А любил ли вообще? Может, был под властью чар Енки, а когда смог вырваться — разозленный Варкаан его убил? Правды он не узнает. Обращенный из человека в Енки забывает последние года своей людской жизни. Навсегда.
Но это же насколько Енки одержим избранной парой, что после ее гибели, вырыл тело из могилы и запечатал в ящике на пятьдесят лет? Варкаан точно его не отпустит, слишком долго ждал, и похоже, что пошел вопреки наставлениям себеподобных.
Если Зверя не уничтожить, Зверь продолжит распоряжаться судьбой Алексиса по своему усмотрению. Какая это тогда любовь? Собственничество на подобии одержимости.
И это самое Алексис чувствует к Марку.
Он усмехается. Какая ирония — Варкаан взращивал его полвека, а Алексис не то, что его не вспомнил, он избрал другого. Тоже человека.
— Пхах, — не удерживается он. И тут же исправляется, добавляя: — Я не понимаю одного. Если у тебя есть я, то зачем ты искал других?
Алексис кладет поверх ладони Варкаана на щеке свою ладонь.
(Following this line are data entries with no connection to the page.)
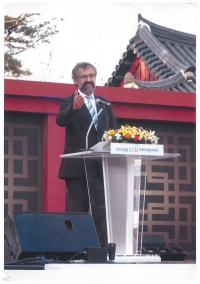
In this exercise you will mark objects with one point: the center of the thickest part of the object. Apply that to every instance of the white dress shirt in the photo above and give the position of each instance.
(92, 99)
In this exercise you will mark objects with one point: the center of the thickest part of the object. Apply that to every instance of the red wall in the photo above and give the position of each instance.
(43, 97)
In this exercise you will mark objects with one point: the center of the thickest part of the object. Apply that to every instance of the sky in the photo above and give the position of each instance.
(94, 31)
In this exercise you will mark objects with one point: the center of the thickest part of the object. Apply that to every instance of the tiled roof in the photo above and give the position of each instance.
(168, 54)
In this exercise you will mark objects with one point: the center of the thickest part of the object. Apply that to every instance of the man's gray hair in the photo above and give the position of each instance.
(83, 65)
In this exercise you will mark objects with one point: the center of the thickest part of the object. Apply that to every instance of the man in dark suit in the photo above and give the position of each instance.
(80, 175)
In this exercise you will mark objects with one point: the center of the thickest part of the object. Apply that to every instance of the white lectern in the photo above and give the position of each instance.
(122, 176)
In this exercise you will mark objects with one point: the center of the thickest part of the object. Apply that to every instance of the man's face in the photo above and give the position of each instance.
(86, 80)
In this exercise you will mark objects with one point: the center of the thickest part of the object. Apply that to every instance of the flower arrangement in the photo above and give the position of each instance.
(128, 134)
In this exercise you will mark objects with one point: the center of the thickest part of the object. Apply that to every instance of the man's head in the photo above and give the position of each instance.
(84, 77)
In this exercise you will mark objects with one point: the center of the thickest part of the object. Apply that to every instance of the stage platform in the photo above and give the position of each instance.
(171, 272)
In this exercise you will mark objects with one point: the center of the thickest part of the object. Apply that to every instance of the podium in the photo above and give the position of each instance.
(122, 182)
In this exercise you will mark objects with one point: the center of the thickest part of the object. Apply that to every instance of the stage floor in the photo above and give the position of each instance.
(171, 272)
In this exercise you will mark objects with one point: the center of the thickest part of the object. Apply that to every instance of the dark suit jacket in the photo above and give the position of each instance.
(77, 124)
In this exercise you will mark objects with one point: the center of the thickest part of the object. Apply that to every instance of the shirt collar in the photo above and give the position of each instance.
(84, 95)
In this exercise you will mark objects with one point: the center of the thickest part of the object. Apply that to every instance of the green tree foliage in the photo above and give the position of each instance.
(21, 34)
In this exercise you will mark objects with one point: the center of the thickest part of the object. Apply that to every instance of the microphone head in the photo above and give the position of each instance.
(104, 103)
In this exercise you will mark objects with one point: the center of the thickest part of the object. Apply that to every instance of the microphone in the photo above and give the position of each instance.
(107, 104)
(88, 132)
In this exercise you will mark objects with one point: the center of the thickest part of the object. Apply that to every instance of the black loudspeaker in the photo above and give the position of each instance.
(166, 253)
(52, 235)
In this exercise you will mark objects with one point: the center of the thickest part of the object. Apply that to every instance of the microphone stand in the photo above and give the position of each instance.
(86, 142)
(88, 132)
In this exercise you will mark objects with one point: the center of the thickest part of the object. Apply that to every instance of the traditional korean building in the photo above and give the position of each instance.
(153, 86)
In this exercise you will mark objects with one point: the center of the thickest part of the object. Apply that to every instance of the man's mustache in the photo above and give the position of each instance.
(85, 83)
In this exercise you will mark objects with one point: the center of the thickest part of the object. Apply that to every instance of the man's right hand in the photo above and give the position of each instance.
(78, 101)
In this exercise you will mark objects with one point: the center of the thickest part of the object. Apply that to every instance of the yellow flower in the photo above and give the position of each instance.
(111, 132)
(127, 134)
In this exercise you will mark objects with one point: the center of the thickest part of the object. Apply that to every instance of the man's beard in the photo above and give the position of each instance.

Гладит, не ощущая при этом ничего. Кажется, увиденное на чердаке сломило его. Или… или он и должен быть безразличным. Енки только внешне похожи на людей, чувствами же другие.
— Было скучно, — после долгой паузы говорит Варкаан. Нехотя. — И не скучно, а… тоскливо. Ты не представляешь, Пташка моя, как сильно я хотел Тебя увидеть, обнять, поговорить с Тобой. Ты — мой мир. Эти годы без Тебя были вечностью. Та связь, которой я связал себя с Тобой, тянула, невыносимо тянула к Тебе. А тревожить твой сон нельзя — Ты бы стал Низшим, пробужденным вне срока.
— И поэтому ты находил похожих на меня людей? — предполагает Алексис, все-таки убирая от лица его руку, но продолжая поглаживать, демонстрируя внешнюю покорность.
— Да, да! — восклицает Варкаан неуравновешенно, пугая резко поднятым тоном. — Ты понимаешь меня. Они, эти бесполезные людишки, на время глушили во мне жажду по Тебе. Но ни один из них не был Тобой, поэтому каждый заслужил смерти. Ты уже видел, как я красиво их упаковал, тебе понравились мои сувениры?
«Сувениры?..» — чуть не вырывается у него. Эта фраза нарушает равновесие внутри. Варкаан не то, что не раскаивается в содеянном, он считает убитых всего-то «сувенирами». И плевать, что он Енки. Плевать, что Енки относятся к людям, как к неразумным животным. Это слишком.
Его трясет внутренне. Алексис пытается сдержать эту дрожь, не выдать. Рано, рано, рано.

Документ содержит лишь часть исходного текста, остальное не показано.